More art than science: Because retailers rely heavily on the previous year’s performance to plan future inventory needs, the rapid shifts in consumer behavior over the past two years have made it incredibly difficult for companies to predict what and how much they’ll need to stock, and how soon they need to order.

  • In April, only 9% of shipments from Asia arrived on schedule in North America, per eeSea data cited in The Wall Street Journal.
  • That number ticked up to 11% this month, but it’s still a far cry from the 59% on-time rate in May 2020, or even last year’s 17% on-time rate.

Stocking up: The most common response to supply chain delays has been to stock up on inventory. But that approach has its costs, as retailers could get stuck with excess product that either spoils (if perishable) or has to be marked down, eating into profits.

  • Both Walmart and Target cited excess inventory as a drain on profits in the first quarter, as shoppers prioritized grocery and experiential spending over other general merchandise categories.
  • Abercrombie and Fitch CEO Fran Horowitz said on the company’s most recent earnings call that the retailer used clearance sales to get rid of excess inventory caused by supply chain delays, which brought down overall profit margins in Q1.

Trimming down: Another popular tactic has been to reduce the number of SKUs, which enables brands to focus on producing items with high demand (or high profit margins) and make manufacturing more efficient.
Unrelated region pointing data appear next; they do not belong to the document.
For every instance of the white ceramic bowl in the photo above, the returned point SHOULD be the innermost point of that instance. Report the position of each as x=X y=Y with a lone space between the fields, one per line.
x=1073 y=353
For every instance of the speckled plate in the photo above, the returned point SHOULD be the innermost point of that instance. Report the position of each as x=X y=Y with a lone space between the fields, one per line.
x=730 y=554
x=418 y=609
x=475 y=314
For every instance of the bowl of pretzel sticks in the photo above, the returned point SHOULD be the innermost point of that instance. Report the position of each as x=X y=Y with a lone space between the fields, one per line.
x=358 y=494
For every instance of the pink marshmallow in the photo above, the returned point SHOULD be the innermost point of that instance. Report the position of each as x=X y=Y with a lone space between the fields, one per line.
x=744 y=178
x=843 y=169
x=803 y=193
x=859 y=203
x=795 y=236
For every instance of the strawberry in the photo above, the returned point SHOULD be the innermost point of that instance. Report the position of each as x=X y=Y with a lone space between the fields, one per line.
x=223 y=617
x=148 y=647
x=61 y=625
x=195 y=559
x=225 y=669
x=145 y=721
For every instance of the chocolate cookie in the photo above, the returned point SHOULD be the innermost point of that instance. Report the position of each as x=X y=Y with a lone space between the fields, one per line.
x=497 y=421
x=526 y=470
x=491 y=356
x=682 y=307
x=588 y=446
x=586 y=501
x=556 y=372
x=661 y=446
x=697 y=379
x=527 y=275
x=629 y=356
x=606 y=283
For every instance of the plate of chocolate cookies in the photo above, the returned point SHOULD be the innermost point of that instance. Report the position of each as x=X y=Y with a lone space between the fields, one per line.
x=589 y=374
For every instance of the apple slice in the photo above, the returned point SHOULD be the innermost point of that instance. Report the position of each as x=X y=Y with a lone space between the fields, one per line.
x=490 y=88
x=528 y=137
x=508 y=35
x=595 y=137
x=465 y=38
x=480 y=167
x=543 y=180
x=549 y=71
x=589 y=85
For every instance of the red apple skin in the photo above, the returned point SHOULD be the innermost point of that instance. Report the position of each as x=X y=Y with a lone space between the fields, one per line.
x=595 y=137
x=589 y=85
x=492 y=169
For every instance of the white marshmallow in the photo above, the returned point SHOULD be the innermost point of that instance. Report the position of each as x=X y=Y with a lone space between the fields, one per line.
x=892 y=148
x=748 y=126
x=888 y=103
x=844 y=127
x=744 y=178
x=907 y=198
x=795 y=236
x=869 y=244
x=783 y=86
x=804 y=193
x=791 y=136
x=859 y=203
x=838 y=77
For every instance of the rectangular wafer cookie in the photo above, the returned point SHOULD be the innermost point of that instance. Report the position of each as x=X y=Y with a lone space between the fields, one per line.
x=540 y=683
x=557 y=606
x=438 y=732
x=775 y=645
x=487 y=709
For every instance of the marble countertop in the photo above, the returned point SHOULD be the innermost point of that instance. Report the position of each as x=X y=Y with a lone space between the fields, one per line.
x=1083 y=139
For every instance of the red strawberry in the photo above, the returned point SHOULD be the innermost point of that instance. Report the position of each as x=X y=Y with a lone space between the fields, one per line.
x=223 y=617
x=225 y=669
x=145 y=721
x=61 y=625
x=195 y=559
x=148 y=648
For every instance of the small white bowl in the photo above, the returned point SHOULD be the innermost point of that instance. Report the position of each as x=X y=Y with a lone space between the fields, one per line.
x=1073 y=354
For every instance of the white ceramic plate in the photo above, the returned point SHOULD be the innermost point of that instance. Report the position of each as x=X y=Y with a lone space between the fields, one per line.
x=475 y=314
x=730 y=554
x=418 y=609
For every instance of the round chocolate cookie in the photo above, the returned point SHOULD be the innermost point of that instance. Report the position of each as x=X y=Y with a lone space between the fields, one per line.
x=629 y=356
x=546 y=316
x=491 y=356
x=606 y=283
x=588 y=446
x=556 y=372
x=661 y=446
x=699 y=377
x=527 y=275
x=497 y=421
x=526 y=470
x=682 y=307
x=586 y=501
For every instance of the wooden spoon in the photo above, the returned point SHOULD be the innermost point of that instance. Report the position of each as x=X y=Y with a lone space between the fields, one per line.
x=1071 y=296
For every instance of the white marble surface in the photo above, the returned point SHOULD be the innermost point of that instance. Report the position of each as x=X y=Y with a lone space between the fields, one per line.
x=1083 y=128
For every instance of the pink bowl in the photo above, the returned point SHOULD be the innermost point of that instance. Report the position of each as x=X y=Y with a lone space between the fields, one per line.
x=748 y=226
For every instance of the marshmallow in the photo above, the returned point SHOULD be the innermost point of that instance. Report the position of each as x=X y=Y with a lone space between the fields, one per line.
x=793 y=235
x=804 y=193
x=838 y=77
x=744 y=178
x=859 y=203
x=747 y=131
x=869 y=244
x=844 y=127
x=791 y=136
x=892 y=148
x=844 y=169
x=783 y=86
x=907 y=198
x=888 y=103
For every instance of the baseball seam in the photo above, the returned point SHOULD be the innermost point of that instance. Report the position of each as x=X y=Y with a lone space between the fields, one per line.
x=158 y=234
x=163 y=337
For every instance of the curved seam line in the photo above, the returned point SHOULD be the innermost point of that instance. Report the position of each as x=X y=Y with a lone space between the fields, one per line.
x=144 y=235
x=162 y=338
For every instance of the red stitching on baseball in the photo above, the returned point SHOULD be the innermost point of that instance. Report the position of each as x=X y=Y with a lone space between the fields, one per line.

  • Utz’s CFO Ajay Kataria said on the Q1 earnings call that the company was continuing with “incremental and strategic SKU rationalization” as it seeks to prioritize high-performing, high margin brands over lower-margin, private label products.
  • DSW has reduced the number of brands it carries by 25% since 2019, stocking mainly brands and products the company knows will perform well.
  • While SKU rationalization makes sense from a production standpoint when resources are limited, brands do lose sales—and potentially customers—by phasing out SKUs, and must find opportunities to make up for those lost revenues.

Working smarter: As it becomes more difficult to use past behavior to model future sales, many retailers are turning to predictive analytics to provide additional insights.

  • Suzy Davidkhanian, eMarketer principal analyst at Insider Intelligence, notes that predictive analytics enable retailers to understand what factors led to lost sales and how to avoid those same circumstances, as well as how best to match sales to forecasts.
  • Some fashion retailers, like Shein and Revolve, are using data analysis to quickly ramp up production on styles that perform well and avoid spending on excess inventory.

Looking ahead: With delivery delays showing no signs of letting up, retailers have to strike a balancing act between having enough inventory on hand to meet customers’ needs and taking into account how the possibility of a recession could impact consumer spending.